Sam had everything together and cleaned up. He was checking the windows for the arrival of any unwanted guests. Or hosts.

"Tell me, but let's get out of here soon." "We looked at an article at the open-air mausoleum near the old Del Haro Hotel."

"The McMillan family ashes are in the marble seats in this shrine in the forest and old graves mark the path. Hard to forget," Sam said.

"Ben and I had walked there while we were waiting for more dinner guests at the McMillan House restaurant and Ben had gene-sequencing data to go over at dinner.

They had used some of Venter's method with help from Venter's lab for analyzing octopuses' genome sequences. It got dark and we were sitting on the family's ashes in the marble seats around the marble table. Anyway, they pulled up on the computer this little article about Venter. Some kind of a voyage on his yacht."

Haley glanced at the computer on the desk in the nearby study.

"I wish I knew the password. We could search for it."

"You probably don't need to. Many home computers don't use a password," Sam said.

Sam turned it on and a password dialogue box came up.

"Oops." Sam fished around in the desk drawer and found the Windows install disk. He put the CD in the computer and then unplugged the computer. Immediately he plugged the computer back in and hit the escape key and F2 key simultaneously.

"What are you doing?"

"Getting into BIOS. We've been here this long, I guess we can gamble on a few more minutes and hope it doesn't kill us."

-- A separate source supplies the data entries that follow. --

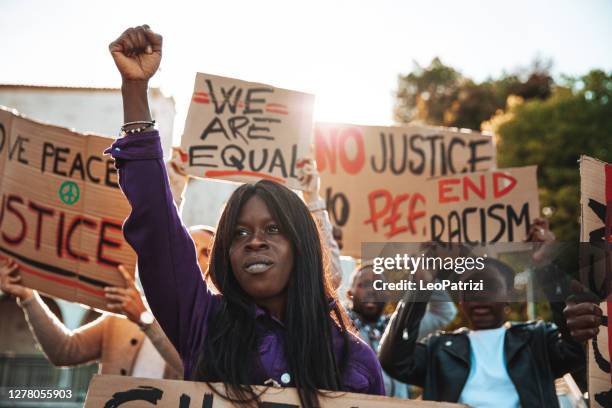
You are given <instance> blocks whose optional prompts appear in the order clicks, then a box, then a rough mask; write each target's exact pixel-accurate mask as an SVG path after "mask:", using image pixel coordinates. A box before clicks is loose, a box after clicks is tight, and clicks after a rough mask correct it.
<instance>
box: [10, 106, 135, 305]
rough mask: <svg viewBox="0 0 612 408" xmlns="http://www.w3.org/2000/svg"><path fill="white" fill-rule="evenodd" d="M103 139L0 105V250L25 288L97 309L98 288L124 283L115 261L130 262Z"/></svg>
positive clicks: (110, 158) (110, 160)
mask: <svg viewBox="0 0 612 408" xmlns="http://www.w3.org/2000/svg"><path fill="white" fill-rule="evenodd" d="M111 143H112V139H110V138H105V137H100V136H92V135H91V136H85V135H82V134H79V133H75V132H72V131H70V130H68V129H65V128H61V127H56V126H51V125H45V124H41V123H37V122H35V121H32V120H29V119H26V118H24V117H21V116H19V115H17V114H14V113H12V112H11V111H9V110H5V109H0V171H1V174H2V178H1V179H0V194H1V197H2V201H1V208H0V252H1V253H2V254H3V255H5V256H6V255H8V256H10V257H13V258H14V259H15V260H16V261H17V263H18V264H19V265H20V271H21V275H22V277H23V283H24V284H25V285H26V286H29V287H31V288H33V289H38V290H40V291H42V292H45V293H47V294H48V295H51V296H57V297H60V298H63V299H66V300H70V301H74V302H79V303H83V304H87V305H89V306H93V307H96V308H100V309H104V308H105V307H106V303H107V302H106V300H105V298H104V287H105V286H109V285H114V286H124V280H123V278H122V277H121V275H120V274H119V272H118V271H117V265H119V264H123V265H125V266H126V268H127V269H128V270H133V268H134V263H135V255H134V253H133V251H132V249H131V248H130V247H129V245H128V244H127V243H126V242H125V241H124V239H123V235H122V232H121V225H122V223H123V220H124V219H125V218H126V216H127V215H128V214H129V204H128V202H127V200H126V199H125V197H124V196H123V194H122V193H121V190H120V189H119V186H118V184H117V173H116V170H115V167H114V163H113V159H112V158H110V157H109V156H104V155H103V153H102V152H103V151H104V149H105V148H106V147H108V146H109V145H110V144H111Z"/></svg>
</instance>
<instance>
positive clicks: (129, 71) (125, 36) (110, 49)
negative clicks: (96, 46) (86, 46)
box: [108, 24, 162, 81]
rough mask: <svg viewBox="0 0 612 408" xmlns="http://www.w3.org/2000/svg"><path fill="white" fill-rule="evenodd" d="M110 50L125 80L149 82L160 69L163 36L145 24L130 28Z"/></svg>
mask: <svg viewBox="0 0 612 408" xmlns="http://www.w3.org/2000/svg"><path fill="white" fill-rule="evenodd" d="M108 48H109V50H110V52H111V55H112V56H113V59H114V60H115V65H117V69H118V70H119V73H120V74H121V77H122V78H123V80H128V81H148V80H149V78H151V77H152V76H153V75H155V72H156V71H157V69H158V68H159V63H160V61H161V50H162V36H161V35H159V34H157V33H155V32H153V31H152V30H151V29H150V28H149V26H148V25H146V24H145V25H142V26H139V27H132V28H128V29H127V30H125V31H124V32H123V34H121V35H120V36H119V38H117V39H116V40H115V41H113V42H112V43H110V45H109V46H108Z"/></svg>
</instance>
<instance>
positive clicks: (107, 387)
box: [84, 375, 465, 408]
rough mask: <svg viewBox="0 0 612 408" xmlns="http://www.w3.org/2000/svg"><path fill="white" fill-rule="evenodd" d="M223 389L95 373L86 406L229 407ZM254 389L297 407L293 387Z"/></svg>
mask: <svg viewBox="0 0 612 408" xmlns="http://www.w3.org/2000/svg"><path fill="white" fill-rule="evenodd" d="M211 386H213V387H215V390H217V391H218V392H221V393H223V392H224V385H223V384H221V383H214V384H211V385H210V386H209V385H208V384H206V383H203V382H190V381H172V380H152V379H145V378H134V377H124V376H118V375H96V376H94V377H93V379H92V380H91V382H90V383H89V390H88V391H87V399H86V400H85V405H84V407H85V408H94V407H95V408H101V407H104V408H118V407H124V408H147V407H152V406H155V407H159V408H196V407H197V408H200V407H202V408H229V407H234V406H238V405H234V404H231V403H230V402H229V401H227V400H226V399H223V398H222V397H221V396H219V395H217V394H215V393H214V392H213V390H212V389H211ZM255 388H256V390H255V391H256V392H262V391H265V393H264V394H263V395H262V396H261V400H262V404H261V406H262V407H265V408H299V407H300V400H299V398H298V395H297V392H296V391H295V389H293V388H267V387H255ZM320 400H321V407H323V408H326V407H327V408H383V407H384V408H395V407H397V408H400V407H420V408H461V407H465V405H461V404H451V403H448V402H431V401H414V400H400V399H396V398H389V397H380V396H377V395H365V394H354V393H348V392H346V393H341V392H334V393H330V396H329V398H321V397H320Z"/></svg>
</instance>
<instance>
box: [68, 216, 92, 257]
mask: <svg viewBox="0 0 612 408" xmlns="http://www.w3.org/2000/svg"><path fill="white" fill-rule="evenodd" d="M81 225H84V226H86V227H87V228H90V229H93V230H95V229H96V227H97V225H96V223H95V221H92V220H90V219H88V218H86V217H82V216H80V215H78V216H76V217H75V218H74V219H73V220H72V223H71V224H70V226H69V227H68V233H67V234H66V253H67V254H68V255H69V256H70V257H71V258H74V259H77V260H79V261H84V262H88V261H89V257H88V256H87V255H86V254H83V253H79V252H77V251H75V250H73V249H72V246H71V245H70V243H71V242H72V235H73V234H74V232H75V231H76V230H77V228H78V227H79V226H81Z"/></svg>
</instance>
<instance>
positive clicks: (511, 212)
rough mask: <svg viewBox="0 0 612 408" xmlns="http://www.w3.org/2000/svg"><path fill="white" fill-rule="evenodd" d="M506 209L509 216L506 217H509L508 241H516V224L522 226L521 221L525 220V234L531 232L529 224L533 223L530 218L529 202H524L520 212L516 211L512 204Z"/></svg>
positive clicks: (526, 234)
mask: <svg viewBox="0 0 612 408" xmlns="http://www.w3.org/2000/svg"><path fill="white" fill-rule="evenodd" d="M506 211H507V212H508V216H507V217H506V218H507V219H508V241H510V242H514V226H515V225H516V226H517V227H520V226H521V221H523V222H524V224H523V225H524V226H525V235H527V233H528V232H529V224H531V221H530V220H529V203H525V204H523V206H522V207H521V209H520V211H519V213H518V214H517V213H516V212H515V211H514V208H512V206H511V205H509V206H508V208H506Z"/></svg>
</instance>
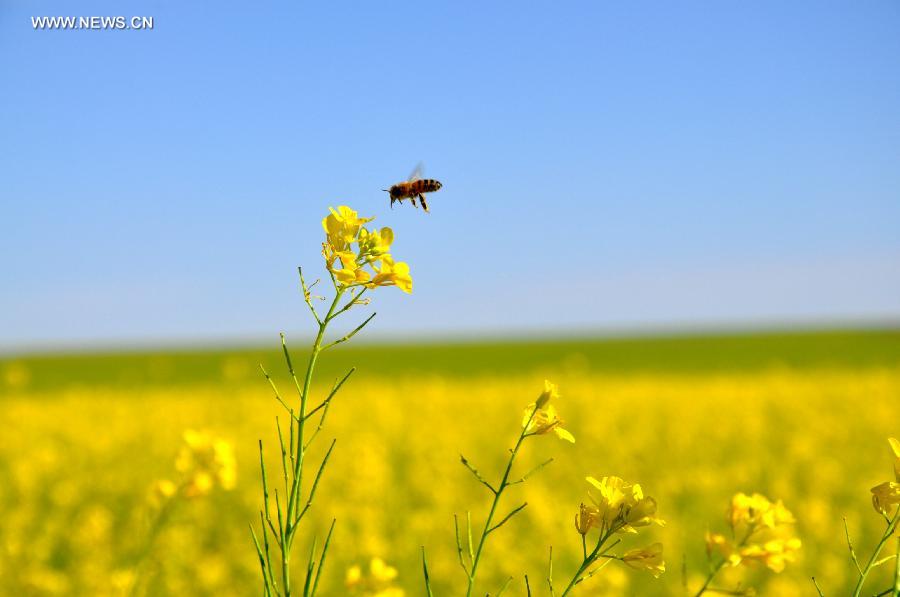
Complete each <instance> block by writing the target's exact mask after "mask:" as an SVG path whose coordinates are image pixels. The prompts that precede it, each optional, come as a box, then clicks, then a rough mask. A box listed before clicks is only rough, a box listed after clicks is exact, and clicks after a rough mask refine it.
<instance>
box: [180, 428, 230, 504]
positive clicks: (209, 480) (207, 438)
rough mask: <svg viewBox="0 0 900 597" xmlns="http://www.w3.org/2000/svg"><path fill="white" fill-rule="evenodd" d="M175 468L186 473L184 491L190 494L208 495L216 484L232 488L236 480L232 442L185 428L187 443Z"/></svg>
mask: <svg viewBox="0 0 900 597" xmlns="http://www.w3.org/2000/svg"><path fill="white" fill-rule="evenodd" d="M175 469H176V470H177V471H178V472H179V473H181V474H182V476H183V477H184V487H185V492H184V494H185V495H186V496H188V497H196V496H201V495H206V494H207V493H209V492H210V490H212V488H213V487H214V486H215V485H219V486H220V487H221V488H222V489H233V488H234V486H235V482H236V474H235V469H236V465H235V459H234V451H233V449H232V447H231V444H230V443H228V442H227V441H225V440H223V439H218V438H214V437H212V436H211V435H209V434H208V433H205V432H201V431H194V430H192V429H189V430H187V431H185V432H184V445H183V446H182V448H181V451H179V453H178V457H177V458H176V459H175Z"/></svg>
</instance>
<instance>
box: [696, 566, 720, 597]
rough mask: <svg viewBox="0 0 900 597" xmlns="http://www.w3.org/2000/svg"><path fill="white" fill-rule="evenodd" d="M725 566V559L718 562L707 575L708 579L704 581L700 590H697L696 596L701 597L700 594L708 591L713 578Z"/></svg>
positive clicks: (710, 570)
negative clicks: (703, 582)
mask: <svg viewBox="0 0 900 597" xmlns="http://www.w3.org/2000/svg"><path fill="white" fill-rule="evenodd" d="M724 566H725V560H722V561H720V562H719V563H718V564H716V565H715V567H714V568H713V569H712V570H710V572H709V576H707V577H706V581H705V582H704V583H703V586H702V587H700V590H699V591H697V594H696V595H694V597H700V595H702V594H703V593H705V592H706V590H707V589H708V588H709V583H711V582H712V579H714V578H715V577H716V575H717V574H718V573H719V571H720V570H722V567H724Z"/></svg>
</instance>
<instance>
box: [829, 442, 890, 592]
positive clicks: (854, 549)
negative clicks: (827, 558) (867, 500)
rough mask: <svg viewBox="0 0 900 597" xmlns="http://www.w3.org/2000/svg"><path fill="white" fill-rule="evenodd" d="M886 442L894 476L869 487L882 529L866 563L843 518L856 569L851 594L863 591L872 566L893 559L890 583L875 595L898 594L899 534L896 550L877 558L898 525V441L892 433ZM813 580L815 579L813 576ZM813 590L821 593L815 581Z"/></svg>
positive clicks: (845, 530) (872, 569)
mask: <svg viewBox="0 0 900 597" xmlns="http://www.w3.org/2000/svg"><path fill="white" fill-rule="evenodd" d="M888 443H889V444H890V446H891V451H892V452H893V453H894V480H893V481H885V482H884V483H881V484H879V485H876V486H875V487H873V488H872V507H873V508H875V511H876V512H878V514H880V515H881V517H882V518H883V519H884V522H885V529H884V532H883V533H882V534H881V537H880V538H879V539H878V543H876V544H875V547H874V548H873V549H872V553H871V554H870V555H869V558H868V559H867V560H866V562H865V564H860V561H859V558H858V557H857V555H856V550H855V549H854V547H853V542H852V541H851V540H850V530H849V529H848V528H847V520H846V519H844V531H845V532H846V535H847V547H848V548H849V549H850V559H851V560H853V565H854V566H855V568H856V572H857V577H856V583H855V585H854V587H853V593H852V594H853V597H858V596H859V595H860V594H861V593H862V590H863V585H865V583H866V579H867V578H868V577H869V574H870V573H871V572H872V570H873V569H875V568H877V567H878V566H880V565H882V564H885V563H887V562H890V561H892V560H893V563H894V575H893V579H892V581H893V582H892V586H891V587H889V588H888V589H886V590H884V591H881V592H880V593H878V595H900V536H898V537H897V551H896V553H895V554H893V555H890V556H887V557H884V558H881V559H879V556H880V555H881V552H882V550H883V549H884V546H885V545H887V543H888V542H889V541H890V539H891V537H894V536H895V535H897V528H898V526H900V441H897V439H896V438H893V437H891V438H888ZM813 581H814V582H815V579H813ZM816 590H817V591H818V592H819V594H820V595H821V594H822V591H821V590H820V589H819V586H818V584H816Z"/></svg>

Another dialogue box came up asking for a password. In about one minute Sam had the back of the computer off and he pulled a pin disconnecting the jumper. Pushing the computer reset button put him into the BIOS. In BIOS configuration he directed the computer to look at the CD before it went to the hard drive, thereby changing the booting sequence.

"I've effectively told the computer to boot off the CD. Voila. No password needed."

Sam installed the new system and used the new system to access the Internet.

"I'd love to know how you used this in your former life."

"Any computer tech could do this, no problem," Sam said. "It's nothing."

"So passwords are baloney."

"You could say that. Especially on home applications."

They found a number of articles. Then they found the one that discussed the Sargasso Sea:

Venter is a pioneer in gene sequencing first on the human genome, when he beat the federal

Government, and now in beginning to catalog the diversity of the seas. He's on a round-the- world voyage with a yacht equipped with gene-sequencing computers. To prove that human genes (some 25,000 of them in all) are a tiny minority among millions of other genes on the planet, Venter pulled up water samples from the Sargasso Sea. It was thought to be a relatively unproductive ocean. Using his advanced gene-searching techniques, Venter isolated 1.2 million genes from no more than a few buckets of seawater. He discovered 1,800 new microbes.